#15956: WeakValueDictionary does not handle unhashable keys correctly
-------------------------------------+-------------------------------------
Reporter: saraedum | Owner:
Type: defect | Status: needs_review
Priority: minor | Milestone: sage-6.2
Component: misc | Resolution:
Keywords: hash | Merged in:
Authors: | Reviewers:
Report Upstream: N/A | Work issues:
Branch: | Commit:
u/saraedum/ticket/15956 | 3a05a1aec6459e59f0b7069af4bc1100a71a9502
Dependencies: | Stopgaps:
-------------------------------------+-------------------------------------
Changes (by nbruin):
* commit: => 3a05a1aec6459e59f0b7069af4bc1100a71a9502
Comment:
The proposed fix is very elegant and minimal, but it does noticeably
affect a code path that deserves to be very fast: testing that a key does
''not'' occur in the dictionary. Timings:
{{{
%cpaste
cython("""
def test(N,D):
cdef long n=N
for i in range(n):
1 in D
""")
--
}}}
{{{
sage: D=sage.misc.weak_dict.WeakValueDictionary()
sage: D[2]=ZZ
sage: timeit("test(10^7,D)")
5 loops, best of 3: 122 ms per loop
//with the extra hash call:
5 loops, best of 3: 151 ms per loop
sage: D[1]=ZZ
sage: timeit("test(10^7,D)")
5 loops, best of 3: 466 ms per loop
//this of course times the same with the extra hash call
}}}
Compared with a normal dictionary:
{{{
sage: N={}
sage: N[2]=ZZ
sage: timeit("test(10^7,N)")
5 loops, best of 3: 90.6 ms per loop
sage: N[1]=ZZ
sage: timeit("test(10^7,N)")
5 loops, best of 3: 377 ms per loop
}}}
The change from 122ms to 151ms is an increase of 25% in time taken (and
this is for integers, which hash extremely quickly. I've also tried it
with a string key '1', where I got 101ms vs. 127ms, so a penalty of around
30ms/10^7 seems to be expected).
Of course, it's nice if `sage.misc.weak_dict.WeakValueDictionary` is a
perfect drop-in replacement for `weakref.WeakValueDictionary`, but having
better performance at the expense of different edge-case error reporting
(and it's just reporting "key not here" in cases where that's actually
true, and where some other dictionaries raise "key not hashable", so it's
hard to think of an edge case where that seriously affects legitimate
program logic) shouldn't just be dismissed.

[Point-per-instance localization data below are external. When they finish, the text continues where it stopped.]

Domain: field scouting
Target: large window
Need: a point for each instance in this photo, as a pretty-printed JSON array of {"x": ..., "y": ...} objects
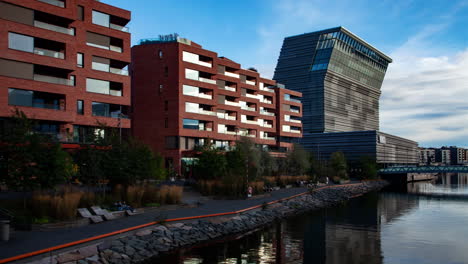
[
  {"x": 190, "y": 90},
  {"x": 20, "y": 42},
  {"x": 101, "y": 19},
  {"x": 191, "y": 124},
  {"x": 21, "y": 97},
  {"x": 191, "y": 107},
  {"x": 191, "y": 74}
]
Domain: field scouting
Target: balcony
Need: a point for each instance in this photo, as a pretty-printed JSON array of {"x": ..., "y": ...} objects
[
  {"x": 118, "y": 27},
  {"x": 206, "y": 112},
  {"x": 232, "y": 89},
  {"x": 54, "y": 80},
  {"x": 43, "y": 25},
  {"x": 248, "y": 108},
  {"x": 195, "y": 59},
  {"x": 267, "y": 113},
  {"x": 230, "y": 74},
  {"x": 54, "y": 2},
  {"x": 250, "y": 82},
  {"x": 201, "y": 79},
  {"x": 226, "y": 102},
  {"x": 49, "y": 53}
]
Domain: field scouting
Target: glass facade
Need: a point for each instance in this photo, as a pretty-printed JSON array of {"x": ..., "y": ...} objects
[
  {"x": 20, "y": 42},
  {"x": 27, "y": 98}
]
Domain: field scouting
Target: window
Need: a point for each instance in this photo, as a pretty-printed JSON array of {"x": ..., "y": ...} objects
[
  {"x": 80, "y": 12},
  {"x": 20, "y": 42},
  {"x": 191, "y": 74},
  {"x": 80, "y": 107},
  {"x": 79, "y": 60},
  {"x": 191, "y": 124},
  {"x": 101, "y": 19}
]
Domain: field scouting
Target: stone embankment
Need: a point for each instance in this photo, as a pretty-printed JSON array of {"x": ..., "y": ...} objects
[{"x": 153, "y": 241}]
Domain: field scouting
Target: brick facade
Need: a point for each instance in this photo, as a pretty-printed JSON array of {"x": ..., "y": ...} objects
[
  {"x": 56, "y": 16},
  {"x": 222, "y": 101}
]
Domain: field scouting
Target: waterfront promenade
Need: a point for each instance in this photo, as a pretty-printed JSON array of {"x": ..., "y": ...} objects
[{"x": 22, "y": 242}]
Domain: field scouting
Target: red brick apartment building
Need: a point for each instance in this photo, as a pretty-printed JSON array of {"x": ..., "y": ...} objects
[
  {"x": 184, "y": 95},
  {"x": 63, "y": 63}
]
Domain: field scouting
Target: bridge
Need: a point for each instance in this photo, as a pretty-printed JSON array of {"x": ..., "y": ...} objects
[{"x": 424, "y": 169}]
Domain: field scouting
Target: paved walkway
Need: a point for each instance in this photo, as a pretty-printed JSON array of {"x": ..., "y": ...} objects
[{"x": 27, "y": 241}]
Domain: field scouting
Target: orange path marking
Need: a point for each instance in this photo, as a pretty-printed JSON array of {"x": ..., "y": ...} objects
[{"x": 74, "y": 243}]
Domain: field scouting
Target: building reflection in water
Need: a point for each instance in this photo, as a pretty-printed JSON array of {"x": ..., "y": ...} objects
[{"x": 343, "y": 234}]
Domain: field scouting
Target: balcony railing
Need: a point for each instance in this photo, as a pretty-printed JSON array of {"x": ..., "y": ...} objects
[
  {"x": 51, "y": 79},
  {"x": 252, "y": 122},
  {"x": 201, "y": 79},
  {"x": 294, "y": 121},
  {"x": 68, "y": 31},
  {"x": 118, "y": 71},
  {"x": 121, "y": 28},
  {"x": 235, "y": 75},
  {"x": 226, "y": 102},
  {"x": 232, "y": 89},
  {"x": 248, "y": 108},
  {"x": 49, "y": 53},
  {"x": 205, "y": 112},
  {"x": 267, "y": 113},
  {"x": 54, "y": 2}
]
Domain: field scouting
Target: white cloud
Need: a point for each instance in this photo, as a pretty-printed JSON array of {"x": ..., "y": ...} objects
[{"x": 424, "y": 98}]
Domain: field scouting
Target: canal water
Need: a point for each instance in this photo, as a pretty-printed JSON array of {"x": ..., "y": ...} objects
[{"x": 395, "y": 226}]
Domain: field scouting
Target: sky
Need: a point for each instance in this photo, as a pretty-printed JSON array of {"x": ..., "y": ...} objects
[{"x": 425, "y": 91}]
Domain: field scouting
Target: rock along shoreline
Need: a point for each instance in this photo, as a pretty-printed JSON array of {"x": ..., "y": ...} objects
[{"x": 143, "y": 245}]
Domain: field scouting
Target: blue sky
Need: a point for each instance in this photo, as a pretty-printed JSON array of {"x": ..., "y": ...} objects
[{"x": 425, "y": 93}]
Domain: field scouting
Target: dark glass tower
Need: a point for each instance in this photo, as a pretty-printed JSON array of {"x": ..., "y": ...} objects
[{"x": 340, "y": 77}]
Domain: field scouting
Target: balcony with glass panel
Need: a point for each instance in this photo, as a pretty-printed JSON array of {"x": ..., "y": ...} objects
[
  {"x": 53, "y": 23},
  {"x": 53, "y": 75},
  {"x": 196, "y": 92},
  {"x": 104, "y": 42},
  {"x": 20, "y": 97},
  {"x": 109, "y": 21},
  {"x": 266, "y": 111},
  {"x": 104, "y": 87},
  {"x": 226, "y": 114},
  {"x": 199, "y": 76},
  {"x": 197, "y": 59},
  {"x": 108, "y": 65},
  {"x": 36, "y": 45},
  {"x": 195, "y": 124},
  {"x": 292, "y": 98},
  {"x": 110, "y": 110},
  {"x": 54, "y": 2},
  {"x": 202, "y": 109}
]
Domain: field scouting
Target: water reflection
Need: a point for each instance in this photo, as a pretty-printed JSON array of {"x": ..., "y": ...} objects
[{"x": 376, "y": 228}]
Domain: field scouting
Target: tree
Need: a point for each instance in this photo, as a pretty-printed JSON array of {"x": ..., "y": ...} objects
[
  {"x": 338, "y": 164},
  {"x": 211, "y": 163},
  {"x": 298, "y": 161}
]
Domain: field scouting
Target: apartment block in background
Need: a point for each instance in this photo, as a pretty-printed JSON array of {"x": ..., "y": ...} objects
[
  {"x": 63, "y": 63},
  {"x": 184, "y": 95}
]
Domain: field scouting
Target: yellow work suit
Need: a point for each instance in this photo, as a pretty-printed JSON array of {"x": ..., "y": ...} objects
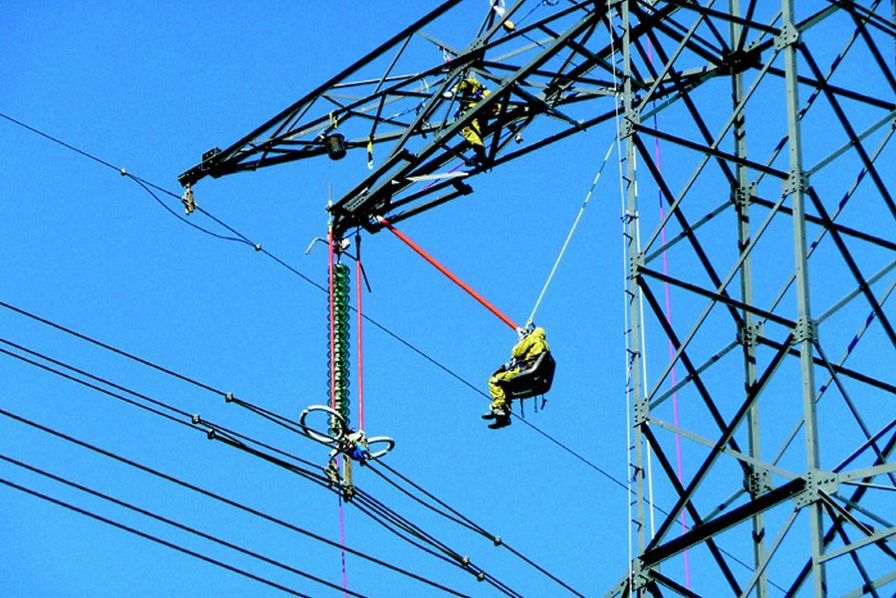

We could of course patch python and backport `PyDict_GetItemWithError` and
get a proper fix, without performance degradation.
For the current proposal, I'd like to see some real-world motivation to
bring the error reporting in line with other dictionaries before I'd
consider significantly degrading performance.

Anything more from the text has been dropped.